Dans ce combat, la France est seule : les États membres suspectent de plus en plus les positions de l’Elysée d’être teintées par une influence, pour ne pas dire une domination, du secteur bancaire.

Le 21 juillet, en présence du patron de la Deutsche Bank, Joseph Ackermann, représentant l’Institute of International Finance et de Michel Pébereau, un accord sur un « sacrifice » de 21% avait été annoncé et conclu. Il a fallu trois mois pour que les parlements nationaux approuvent cet accord. Mais il ne sera pas mis en place. On rebat les cartes. L’Europe cause mais n’agit pas.

La raison ? L’idée d’un besoin de recapitalisation des banques. Cette affirmation est parfaitement non fondée. Les concurrents européens des banques françaises ne cessent de le clamer. Subitement, la France a demandé que le Fonds Européen de Stabilité Financière dispose de moyens d’intervenir dans la recapitalisation des banques. On voit la manœuvre : les banques françaises sont fragilisées, et leur notation a été diminuée. La France n’ose pas les recapitaliser de peur de perdre une notation AAA dont elle a fait son cheval de bataille. Elle cherche donc à faire recapitaliser les banques françaises par des mécanismes européens. Personne n’est dupe.

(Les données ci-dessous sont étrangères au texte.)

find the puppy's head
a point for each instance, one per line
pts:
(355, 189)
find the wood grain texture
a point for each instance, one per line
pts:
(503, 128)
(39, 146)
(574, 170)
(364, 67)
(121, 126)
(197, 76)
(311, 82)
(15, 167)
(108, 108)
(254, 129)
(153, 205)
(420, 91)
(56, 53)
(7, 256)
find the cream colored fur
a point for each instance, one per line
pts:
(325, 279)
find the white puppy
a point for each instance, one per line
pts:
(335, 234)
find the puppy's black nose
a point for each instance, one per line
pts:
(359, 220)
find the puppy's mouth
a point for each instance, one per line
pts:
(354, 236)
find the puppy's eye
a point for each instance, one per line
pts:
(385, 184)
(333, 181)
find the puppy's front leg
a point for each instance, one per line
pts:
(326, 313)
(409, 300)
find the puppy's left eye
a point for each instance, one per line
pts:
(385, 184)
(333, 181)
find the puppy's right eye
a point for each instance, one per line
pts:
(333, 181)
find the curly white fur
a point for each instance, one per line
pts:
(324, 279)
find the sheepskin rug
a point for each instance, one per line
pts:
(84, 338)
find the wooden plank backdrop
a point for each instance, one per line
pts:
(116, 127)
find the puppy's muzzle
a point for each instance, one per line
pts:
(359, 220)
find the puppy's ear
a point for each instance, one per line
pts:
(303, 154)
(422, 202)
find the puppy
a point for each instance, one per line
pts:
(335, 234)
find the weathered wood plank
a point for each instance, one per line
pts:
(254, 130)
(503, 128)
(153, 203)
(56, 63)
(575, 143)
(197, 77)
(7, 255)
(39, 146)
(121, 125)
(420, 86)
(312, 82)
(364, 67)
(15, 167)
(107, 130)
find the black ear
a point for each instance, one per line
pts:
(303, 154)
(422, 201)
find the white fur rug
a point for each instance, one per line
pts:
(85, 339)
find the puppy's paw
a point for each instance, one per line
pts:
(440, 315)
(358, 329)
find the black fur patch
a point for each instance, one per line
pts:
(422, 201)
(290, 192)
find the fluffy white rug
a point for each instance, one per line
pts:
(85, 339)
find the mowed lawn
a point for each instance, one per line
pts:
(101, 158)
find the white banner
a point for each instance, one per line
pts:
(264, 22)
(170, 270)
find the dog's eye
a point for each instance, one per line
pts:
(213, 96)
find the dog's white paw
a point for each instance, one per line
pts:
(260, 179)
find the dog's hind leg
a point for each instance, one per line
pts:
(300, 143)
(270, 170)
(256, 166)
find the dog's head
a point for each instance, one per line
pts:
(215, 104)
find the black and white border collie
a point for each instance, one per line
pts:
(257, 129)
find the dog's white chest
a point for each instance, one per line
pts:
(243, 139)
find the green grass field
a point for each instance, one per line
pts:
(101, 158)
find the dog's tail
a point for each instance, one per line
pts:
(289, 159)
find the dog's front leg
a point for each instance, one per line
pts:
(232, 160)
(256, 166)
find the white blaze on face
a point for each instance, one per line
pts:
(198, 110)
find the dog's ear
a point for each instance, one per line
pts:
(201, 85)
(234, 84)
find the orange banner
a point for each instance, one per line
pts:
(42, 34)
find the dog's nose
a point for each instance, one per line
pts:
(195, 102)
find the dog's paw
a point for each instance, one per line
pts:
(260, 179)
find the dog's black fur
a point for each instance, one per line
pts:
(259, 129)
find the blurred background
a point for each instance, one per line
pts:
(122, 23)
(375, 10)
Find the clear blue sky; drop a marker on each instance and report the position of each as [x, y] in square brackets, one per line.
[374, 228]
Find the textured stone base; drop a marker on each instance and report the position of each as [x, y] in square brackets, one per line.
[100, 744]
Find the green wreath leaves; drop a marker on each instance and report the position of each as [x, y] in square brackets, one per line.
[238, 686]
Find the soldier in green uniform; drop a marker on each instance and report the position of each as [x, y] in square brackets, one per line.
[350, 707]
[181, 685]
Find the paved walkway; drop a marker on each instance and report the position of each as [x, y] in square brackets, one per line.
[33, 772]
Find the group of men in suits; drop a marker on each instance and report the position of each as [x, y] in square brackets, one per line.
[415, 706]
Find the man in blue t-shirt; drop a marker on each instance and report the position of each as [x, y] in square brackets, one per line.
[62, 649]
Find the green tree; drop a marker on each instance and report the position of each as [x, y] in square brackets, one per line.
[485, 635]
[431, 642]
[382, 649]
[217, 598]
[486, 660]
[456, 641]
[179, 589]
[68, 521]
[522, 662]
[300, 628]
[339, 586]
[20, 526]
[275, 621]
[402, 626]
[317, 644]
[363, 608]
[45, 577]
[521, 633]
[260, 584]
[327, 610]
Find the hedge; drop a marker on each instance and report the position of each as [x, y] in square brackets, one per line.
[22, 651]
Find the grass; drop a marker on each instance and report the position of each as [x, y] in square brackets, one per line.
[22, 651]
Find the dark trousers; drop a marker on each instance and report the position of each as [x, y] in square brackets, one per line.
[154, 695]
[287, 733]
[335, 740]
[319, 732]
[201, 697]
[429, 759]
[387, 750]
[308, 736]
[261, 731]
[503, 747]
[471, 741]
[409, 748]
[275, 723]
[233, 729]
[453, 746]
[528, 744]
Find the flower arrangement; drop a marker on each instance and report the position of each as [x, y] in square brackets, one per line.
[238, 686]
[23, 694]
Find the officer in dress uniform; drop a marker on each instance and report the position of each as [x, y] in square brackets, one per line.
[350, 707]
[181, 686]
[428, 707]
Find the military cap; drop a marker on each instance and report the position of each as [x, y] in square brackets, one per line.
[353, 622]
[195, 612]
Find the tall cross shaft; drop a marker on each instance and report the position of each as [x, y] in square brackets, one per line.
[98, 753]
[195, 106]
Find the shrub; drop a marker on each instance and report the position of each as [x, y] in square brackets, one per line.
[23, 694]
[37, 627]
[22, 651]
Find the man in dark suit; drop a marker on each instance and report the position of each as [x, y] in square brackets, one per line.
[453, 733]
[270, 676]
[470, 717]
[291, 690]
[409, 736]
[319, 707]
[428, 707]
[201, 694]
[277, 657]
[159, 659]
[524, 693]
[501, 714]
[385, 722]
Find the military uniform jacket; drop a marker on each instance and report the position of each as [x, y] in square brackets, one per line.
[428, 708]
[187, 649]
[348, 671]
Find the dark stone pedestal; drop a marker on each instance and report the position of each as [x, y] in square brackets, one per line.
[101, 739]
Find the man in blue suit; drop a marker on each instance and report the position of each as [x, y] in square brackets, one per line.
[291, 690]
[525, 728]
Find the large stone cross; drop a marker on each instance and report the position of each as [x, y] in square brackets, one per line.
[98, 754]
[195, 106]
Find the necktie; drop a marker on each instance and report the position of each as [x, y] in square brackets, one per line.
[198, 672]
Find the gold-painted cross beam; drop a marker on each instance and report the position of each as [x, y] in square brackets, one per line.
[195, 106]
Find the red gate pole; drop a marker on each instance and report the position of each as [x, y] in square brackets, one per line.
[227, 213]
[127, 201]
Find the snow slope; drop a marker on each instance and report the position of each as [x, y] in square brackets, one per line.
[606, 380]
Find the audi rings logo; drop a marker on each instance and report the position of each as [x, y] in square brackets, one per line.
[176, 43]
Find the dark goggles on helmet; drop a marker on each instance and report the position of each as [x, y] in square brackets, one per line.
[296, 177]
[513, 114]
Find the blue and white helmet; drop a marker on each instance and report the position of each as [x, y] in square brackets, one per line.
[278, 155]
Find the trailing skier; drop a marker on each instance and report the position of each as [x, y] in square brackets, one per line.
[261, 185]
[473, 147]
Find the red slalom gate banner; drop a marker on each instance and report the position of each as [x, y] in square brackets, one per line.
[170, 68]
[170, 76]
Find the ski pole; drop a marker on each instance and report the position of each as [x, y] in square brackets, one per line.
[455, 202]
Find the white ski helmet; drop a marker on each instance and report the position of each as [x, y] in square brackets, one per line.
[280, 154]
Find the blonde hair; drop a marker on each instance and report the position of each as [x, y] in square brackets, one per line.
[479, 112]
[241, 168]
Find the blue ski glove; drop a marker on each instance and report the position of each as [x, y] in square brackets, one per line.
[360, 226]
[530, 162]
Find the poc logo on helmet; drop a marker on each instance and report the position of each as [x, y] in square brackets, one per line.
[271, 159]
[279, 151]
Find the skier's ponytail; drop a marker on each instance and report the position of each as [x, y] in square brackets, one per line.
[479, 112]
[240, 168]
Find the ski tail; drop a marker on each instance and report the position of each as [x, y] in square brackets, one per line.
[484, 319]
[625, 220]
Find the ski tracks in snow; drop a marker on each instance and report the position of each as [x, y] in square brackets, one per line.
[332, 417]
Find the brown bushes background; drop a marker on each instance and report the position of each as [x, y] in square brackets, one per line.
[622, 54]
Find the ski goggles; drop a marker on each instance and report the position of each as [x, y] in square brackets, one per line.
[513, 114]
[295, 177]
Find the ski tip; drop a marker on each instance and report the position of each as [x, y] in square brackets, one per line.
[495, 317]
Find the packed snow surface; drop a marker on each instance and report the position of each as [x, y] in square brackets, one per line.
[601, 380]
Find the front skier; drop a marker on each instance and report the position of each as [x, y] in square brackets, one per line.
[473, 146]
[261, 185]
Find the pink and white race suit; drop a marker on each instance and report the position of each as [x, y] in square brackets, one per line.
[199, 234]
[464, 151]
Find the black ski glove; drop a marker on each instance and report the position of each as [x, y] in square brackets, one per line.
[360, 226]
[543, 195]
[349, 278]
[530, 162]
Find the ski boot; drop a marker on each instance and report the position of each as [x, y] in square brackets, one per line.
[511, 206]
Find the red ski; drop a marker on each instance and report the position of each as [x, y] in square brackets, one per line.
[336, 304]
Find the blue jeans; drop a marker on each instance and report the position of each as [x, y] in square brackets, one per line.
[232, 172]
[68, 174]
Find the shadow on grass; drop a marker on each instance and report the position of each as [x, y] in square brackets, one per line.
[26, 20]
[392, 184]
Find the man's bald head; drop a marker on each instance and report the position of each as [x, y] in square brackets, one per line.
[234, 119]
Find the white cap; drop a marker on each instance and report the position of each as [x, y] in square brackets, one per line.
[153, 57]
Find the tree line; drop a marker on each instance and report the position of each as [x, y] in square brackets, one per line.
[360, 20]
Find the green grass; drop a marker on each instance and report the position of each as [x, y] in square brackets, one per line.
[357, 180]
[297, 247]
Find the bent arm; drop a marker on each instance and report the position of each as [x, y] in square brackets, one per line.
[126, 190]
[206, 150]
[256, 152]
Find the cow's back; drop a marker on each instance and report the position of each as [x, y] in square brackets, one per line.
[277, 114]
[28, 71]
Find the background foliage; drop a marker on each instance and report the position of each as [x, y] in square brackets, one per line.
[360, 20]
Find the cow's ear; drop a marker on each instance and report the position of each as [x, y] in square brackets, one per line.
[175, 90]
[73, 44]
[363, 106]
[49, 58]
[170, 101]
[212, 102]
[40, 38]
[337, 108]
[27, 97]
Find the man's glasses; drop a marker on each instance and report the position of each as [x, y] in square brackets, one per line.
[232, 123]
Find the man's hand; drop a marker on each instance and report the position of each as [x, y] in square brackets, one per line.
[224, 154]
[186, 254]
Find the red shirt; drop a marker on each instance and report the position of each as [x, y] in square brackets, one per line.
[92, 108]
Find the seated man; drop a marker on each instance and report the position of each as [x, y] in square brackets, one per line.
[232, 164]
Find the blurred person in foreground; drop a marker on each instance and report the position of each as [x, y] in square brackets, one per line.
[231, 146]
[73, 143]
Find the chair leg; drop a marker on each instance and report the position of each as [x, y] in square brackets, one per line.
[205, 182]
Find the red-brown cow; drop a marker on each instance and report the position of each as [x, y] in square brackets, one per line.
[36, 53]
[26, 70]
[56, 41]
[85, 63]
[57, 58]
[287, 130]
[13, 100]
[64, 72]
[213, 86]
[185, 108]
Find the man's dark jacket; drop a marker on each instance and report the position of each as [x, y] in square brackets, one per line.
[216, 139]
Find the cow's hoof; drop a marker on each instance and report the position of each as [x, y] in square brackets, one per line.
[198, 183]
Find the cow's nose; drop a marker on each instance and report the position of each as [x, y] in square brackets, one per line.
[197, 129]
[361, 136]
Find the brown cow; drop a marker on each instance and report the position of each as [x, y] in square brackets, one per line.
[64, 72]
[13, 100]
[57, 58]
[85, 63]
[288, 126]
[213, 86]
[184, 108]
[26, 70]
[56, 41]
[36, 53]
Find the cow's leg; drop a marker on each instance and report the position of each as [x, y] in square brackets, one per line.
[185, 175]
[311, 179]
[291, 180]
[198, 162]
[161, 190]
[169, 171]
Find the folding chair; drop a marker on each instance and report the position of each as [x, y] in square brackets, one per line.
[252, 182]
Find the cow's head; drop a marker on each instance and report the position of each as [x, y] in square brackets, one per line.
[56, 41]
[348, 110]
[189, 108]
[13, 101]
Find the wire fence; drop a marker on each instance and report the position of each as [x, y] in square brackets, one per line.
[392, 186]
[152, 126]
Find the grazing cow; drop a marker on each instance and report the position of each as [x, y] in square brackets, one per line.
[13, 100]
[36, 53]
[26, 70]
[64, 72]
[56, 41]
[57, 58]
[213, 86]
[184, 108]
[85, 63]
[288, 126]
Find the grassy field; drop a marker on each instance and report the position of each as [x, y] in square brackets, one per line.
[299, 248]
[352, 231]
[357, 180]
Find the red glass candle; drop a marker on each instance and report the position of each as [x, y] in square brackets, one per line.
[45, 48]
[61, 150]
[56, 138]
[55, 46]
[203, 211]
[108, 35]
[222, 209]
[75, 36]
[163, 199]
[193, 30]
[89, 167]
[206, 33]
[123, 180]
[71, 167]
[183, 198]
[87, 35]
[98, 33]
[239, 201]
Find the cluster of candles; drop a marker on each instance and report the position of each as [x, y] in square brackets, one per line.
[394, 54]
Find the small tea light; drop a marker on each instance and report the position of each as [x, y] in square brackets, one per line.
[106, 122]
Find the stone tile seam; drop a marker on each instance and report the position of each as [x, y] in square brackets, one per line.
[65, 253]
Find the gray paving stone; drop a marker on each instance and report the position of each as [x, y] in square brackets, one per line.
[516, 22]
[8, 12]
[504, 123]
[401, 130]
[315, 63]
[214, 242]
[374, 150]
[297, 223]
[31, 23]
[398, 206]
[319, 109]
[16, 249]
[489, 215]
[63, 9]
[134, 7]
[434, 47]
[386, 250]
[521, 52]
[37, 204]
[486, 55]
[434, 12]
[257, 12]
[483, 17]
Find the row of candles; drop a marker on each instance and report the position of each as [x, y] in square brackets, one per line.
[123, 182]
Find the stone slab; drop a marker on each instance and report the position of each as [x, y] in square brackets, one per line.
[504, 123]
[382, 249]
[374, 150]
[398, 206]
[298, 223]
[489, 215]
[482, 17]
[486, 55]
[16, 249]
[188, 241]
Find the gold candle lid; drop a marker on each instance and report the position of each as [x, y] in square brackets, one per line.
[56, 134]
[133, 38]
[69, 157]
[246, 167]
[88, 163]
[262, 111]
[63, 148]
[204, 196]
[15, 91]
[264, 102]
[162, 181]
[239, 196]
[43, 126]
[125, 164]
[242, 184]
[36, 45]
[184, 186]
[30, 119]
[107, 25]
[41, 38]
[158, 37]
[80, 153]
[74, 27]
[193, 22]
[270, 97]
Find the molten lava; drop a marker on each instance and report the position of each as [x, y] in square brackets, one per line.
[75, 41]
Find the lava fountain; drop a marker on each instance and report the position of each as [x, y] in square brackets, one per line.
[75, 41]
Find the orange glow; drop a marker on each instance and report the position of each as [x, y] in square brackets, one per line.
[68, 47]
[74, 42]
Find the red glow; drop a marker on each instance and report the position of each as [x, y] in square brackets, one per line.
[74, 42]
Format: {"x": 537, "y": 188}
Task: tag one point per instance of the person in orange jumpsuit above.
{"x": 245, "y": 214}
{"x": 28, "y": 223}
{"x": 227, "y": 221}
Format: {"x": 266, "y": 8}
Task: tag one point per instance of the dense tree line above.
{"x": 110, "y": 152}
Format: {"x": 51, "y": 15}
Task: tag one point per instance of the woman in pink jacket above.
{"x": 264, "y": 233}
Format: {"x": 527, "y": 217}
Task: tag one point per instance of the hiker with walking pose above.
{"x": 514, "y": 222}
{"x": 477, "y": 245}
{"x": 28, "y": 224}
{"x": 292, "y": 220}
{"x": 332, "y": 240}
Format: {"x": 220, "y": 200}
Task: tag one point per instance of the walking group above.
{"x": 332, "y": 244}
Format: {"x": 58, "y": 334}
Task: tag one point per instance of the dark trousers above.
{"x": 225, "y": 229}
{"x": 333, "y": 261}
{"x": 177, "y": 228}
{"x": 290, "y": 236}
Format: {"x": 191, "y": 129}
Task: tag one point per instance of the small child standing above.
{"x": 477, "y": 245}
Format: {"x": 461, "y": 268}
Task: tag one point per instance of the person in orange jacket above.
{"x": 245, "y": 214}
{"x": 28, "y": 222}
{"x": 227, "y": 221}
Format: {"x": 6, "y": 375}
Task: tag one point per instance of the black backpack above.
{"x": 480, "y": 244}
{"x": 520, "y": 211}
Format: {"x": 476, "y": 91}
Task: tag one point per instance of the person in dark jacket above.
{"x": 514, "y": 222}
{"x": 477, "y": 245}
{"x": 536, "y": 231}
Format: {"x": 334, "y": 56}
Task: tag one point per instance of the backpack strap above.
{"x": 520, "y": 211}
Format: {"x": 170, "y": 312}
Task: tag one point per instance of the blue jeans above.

Cette position est moralement, financièrement, socialement et politiquement indéfendable.

  • Moralement, une nouvelle intervention en faveur des banques pose des problèmes fondamentaux : l’Europe n’a pas demandé aux banques de se restructurer. Les États continuent à faire du contribuable le soutien de dernier ressort de banquiers qui n’ont pas diminué d’un euro leurs rémunérations. Aucune règlementation n’a affecté substantiellement les bonus et les affirmations de « respect des principes du G20 » ne passent pas la rampe d’une analyse : les principes du G20 sont en effet vides de contenu pratique. Les banquiers se sont assurés que les tentatives de l’Europe d’imposer de telles restrictions restent dans les cartons.
  • Financièrement, les banques n’ont pas besoin d’être recapitalisées sauf si elles ont falsifié leurs comptes (tout est possible) ou continué à accumuler des positions spéculatives. Que les banques françaises aient acquis des banques en Turquie, Italie ou Grèce est une décision stratégique et il n’y a aucune raison de les recapitaliser pour financer ces filiales. Mais leur refus d’abandonner des activités consommatrices de fonds propres est inacceptable. Les banques européennes (et françaises) doivent diminuer leur taille de 25% en moyenne et ce, sur le « gras », pas sur les activités de crédit à l’économie. Les banques françaises sont toujours les leaders en produits dérivés. Aucune des mesures de restructuration par lesquelles passent les banques américaines n’a été imposée aux banques européennes. Qui plus est, ce sont les banques qui se sont opposées à ce que les stress tests de juillet soient transparents et surtout tiennent compte de l’impact d’une restructuration inévitable des dettes souveraines de certains pays de l’Eurozone.
  • Politiquement, il n’est pas acceptable qu’une fois de plus un seul euro soit dépensé pour les banques après la crise de 2008. Aucune responsabilité n’est exigée des banques et des banquiers pour les interventions des gouvernements. Il n’y a aucun dogme qui leur donne ce droit. L’électeur a atteint un niveau d’exaspération qui engendre des actions telles que celles que nous vivons à Wall Street et qui sont maintenant devenues contagieuses en Europe. La tentative actuelle de faire résoudre par l’Europe les problèmes bancaires n’est acceptable dans aucun pays européen. Surtout depuis la crise de 2008.
  • Socialement, venir au secours de la profession la mieux rémunérée est inacceptable. Au moment où [en] France, qui a le déficit le plus élevé de tous les AAA de la planète, et n’arrivera évidemment jamais à un déficit zéro en 2013, des sacrifices importants devront être demandés à la population. Il est impensable qu’une partie de ce déficit et de la dette de la France soit allouée à renflouer le secteur bancaire. Il a parfaitement les moyens de se restructurer, même si cela passe par quelques diminutions de bénéfices, et donc de rémunérations.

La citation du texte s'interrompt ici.